Aqui no Brasil, muitos proprietários de restaurantes gostam de plantar os próprios temperos e legumes. Esse é um costume na sua região?
Eu não posso plantar os meus vegetais, meu restaurante é muito cheio sempre, então eu não poderia fazer isso, mas nós fazemos nossos molhos, nós fazemos tudo.
Nos conte um pouco da World Junior BBQ League. O que te motivou a criar essa organização sem fins lucrativos?
Eu não sabia o que esperar das crianças, mas são alguns dos melhores BBQs que eu já tive. E quando eu percebi que passar tempo com essas crianças… eles pensaram que iam aprender a cozinhar BBQ, mas o que eles aprenderam de verdade foi ética de trabalho e habilidade de comunicação. Então meu pensamento é, se colocarmos mais crianças, mais adolescentes das ruas, fora de suas casas, cozinhando BBQ, o quão melhor eles ficarão?

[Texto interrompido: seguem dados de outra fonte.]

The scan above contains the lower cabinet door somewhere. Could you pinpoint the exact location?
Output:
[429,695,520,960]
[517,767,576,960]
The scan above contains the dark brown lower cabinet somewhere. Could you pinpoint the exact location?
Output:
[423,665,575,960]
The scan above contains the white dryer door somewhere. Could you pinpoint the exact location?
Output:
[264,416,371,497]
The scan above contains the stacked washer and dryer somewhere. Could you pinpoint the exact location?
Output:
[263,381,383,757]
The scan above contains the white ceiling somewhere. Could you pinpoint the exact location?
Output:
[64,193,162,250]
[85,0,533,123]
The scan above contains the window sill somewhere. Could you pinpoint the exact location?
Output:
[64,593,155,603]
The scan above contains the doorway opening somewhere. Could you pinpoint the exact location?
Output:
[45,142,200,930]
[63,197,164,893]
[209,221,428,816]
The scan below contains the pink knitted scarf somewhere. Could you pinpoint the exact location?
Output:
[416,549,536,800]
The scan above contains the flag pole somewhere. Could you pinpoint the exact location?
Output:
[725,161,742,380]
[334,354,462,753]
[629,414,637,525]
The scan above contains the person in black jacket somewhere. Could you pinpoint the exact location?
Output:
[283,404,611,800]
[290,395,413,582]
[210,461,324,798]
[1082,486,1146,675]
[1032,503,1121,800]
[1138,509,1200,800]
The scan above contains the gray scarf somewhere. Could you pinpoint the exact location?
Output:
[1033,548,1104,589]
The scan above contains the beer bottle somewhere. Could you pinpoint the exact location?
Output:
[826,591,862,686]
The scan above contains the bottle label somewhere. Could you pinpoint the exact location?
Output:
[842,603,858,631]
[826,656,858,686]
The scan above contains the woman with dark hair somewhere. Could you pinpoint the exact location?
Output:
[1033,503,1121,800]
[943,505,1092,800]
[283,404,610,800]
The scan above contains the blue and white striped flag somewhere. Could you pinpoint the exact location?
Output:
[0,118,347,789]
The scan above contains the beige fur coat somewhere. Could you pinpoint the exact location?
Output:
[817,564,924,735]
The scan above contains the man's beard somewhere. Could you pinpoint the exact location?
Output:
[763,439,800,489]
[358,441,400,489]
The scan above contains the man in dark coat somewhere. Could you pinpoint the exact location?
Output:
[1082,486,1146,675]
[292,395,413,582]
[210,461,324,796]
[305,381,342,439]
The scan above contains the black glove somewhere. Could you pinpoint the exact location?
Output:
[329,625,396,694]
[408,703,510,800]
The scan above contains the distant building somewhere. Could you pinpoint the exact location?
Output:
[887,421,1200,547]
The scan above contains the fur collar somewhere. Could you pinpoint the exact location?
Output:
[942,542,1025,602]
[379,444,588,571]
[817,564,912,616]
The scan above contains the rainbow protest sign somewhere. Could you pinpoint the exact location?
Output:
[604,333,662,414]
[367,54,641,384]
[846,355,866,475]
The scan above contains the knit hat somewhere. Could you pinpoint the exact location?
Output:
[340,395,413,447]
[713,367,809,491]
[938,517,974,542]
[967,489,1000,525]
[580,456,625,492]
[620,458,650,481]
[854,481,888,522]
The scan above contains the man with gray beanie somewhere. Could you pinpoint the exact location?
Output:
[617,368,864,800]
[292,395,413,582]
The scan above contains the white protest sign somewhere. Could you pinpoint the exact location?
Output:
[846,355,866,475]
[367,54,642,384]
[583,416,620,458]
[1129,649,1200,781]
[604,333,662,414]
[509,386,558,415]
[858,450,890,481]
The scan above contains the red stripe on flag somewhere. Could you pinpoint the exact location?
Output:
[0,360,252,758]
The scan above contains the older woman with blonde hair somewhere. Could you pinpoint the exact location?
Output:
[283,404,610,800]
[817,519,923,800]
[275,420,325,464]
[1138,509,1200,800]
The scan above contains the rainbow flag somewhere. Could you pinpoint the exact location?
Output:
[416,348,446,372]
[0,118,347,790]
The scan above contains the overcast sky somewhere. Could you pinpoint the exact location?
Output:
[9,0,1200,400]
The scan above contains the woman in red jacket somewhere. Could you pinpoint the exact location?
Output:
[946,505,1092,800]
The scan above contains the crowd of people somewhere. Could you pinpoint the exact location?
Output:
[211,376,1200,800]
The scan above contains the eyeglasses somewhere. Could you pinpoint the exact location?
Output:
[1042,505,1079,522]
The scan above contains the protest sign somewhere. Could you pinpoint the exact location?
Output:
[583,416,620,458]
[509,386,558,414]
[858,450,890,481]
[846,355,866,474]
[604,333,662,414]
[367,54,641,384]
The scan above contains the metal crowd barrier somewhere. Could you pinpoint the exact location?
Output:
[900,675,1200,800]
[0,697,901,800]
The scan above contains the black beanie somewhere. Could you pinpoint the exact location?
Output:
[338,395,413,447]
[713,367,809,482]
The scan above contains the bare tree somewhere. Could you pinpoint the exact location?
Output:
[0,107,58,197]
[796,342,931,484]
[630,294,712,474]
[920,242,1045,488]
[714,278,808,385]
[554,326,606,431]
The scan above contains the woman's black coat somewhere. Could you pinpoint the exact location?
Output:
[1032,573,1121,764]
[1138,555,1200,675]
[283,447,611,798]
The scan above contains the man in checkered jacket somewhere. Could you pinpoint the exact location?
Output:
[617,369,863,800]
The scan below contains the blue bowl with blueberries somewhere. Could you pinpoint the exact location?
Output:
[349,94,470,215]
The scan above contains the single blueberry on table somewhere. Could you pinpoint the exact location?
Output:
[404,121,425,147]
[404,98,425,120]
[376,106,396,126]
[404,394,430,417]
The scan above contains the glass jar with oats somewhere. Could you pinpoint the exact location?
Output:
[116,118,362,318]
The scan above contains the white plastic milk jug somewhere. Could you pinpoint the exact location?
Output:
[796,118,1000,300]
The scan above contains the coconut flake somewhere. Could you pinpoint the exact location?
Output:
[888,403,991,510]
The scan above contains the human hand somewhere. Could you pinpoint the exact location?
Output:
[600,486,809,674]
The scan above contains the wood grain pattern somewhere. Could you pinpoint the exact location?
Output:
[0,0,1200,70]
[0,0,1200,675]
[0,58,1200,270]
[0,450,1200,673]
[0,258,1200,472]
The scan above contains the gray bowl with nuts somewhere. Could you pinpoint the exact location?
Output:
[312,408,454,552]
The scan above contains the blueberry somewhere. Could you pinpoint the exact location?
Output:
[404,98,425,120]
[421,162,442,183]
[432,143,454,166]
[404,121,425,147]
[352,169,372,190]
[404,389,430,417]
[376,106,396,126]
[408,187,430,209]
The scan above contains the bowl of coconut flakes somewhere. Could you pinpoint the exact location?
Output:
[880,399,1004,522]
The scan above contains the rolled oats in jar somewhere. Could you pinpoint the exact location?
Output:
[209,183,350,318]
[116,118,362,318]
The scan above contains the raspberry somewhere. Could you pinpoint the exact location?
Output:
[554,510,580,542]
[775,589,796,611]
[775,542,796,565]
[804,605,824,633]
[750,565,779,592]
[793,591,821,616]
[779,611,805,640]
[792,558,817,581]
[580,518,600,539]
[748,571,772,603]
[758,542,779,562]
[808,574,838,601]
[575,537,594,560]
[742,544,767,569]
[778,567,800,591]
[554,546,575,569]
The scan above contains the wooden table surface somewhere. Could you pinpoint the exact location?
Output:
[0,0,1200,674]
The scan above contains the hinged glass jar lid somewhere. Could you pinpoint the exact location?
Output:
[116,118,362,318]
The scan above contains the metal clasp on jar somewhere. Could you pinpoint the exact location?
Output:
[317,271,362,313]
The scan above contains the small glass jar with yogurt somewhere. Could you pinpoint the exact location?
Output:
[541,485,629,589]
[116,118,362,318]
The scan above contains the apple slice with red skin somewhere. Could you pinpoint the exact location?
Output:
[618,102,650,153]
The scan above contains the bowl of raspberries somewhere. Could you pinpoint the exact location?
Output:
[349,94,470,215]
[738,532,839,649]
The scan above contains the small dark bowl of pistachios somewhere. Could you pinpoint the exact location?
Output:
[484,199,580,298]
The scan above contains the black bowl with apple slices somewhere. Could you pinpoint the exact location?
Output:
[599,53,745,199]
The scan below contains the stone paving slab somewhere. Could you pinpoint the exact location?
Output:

Esse é o pensamento sobre sem fins lucrativos, em minha opinião tem sido um sucesso, quando essas crianças vieram pra gente eles estavam sem motivação, sem perspectiva e após algumas disputas a cabeça estava levantada e eles tinham respeito próprio e eles sabiam que eram bons em algo, e se nós pudermos mudar algumas coisas faremos uma grande diferença. Eu estou iniciando esse trabalho na Austrália, Reino Unido, Grécia. Para o Brasil eu adoraria.
O que eu adoraria fazer é um campeonato mundial com os vencedores de cada país, com todas essas crianças juntas, para elas falarem sobre suas filosofias e passar um tempo juntas. Muitas dessas crianças nunca conseguirão visitar outros lugares e falar com outras crianças sobre suas culturas. Nossos julgamentos são bem diferentes de competições regulares, eu digo para minhas crianças: “Olhe, se você quer cozinhar costelas no estilo Coreano e você é bom nisso então use isso como parte da sua personalidade e mostre suas habilidades”. Meus juízes sabem, que eles devem dar pontos para criatividade. Nas competições mundiais dos EUA não é o caso, mas em meu mundo é! É nisso que eu acredito.
“Fico muito feliz em estar aqui visitando vocês e conhecendo a fábrica de vocês, e espero voltar logo!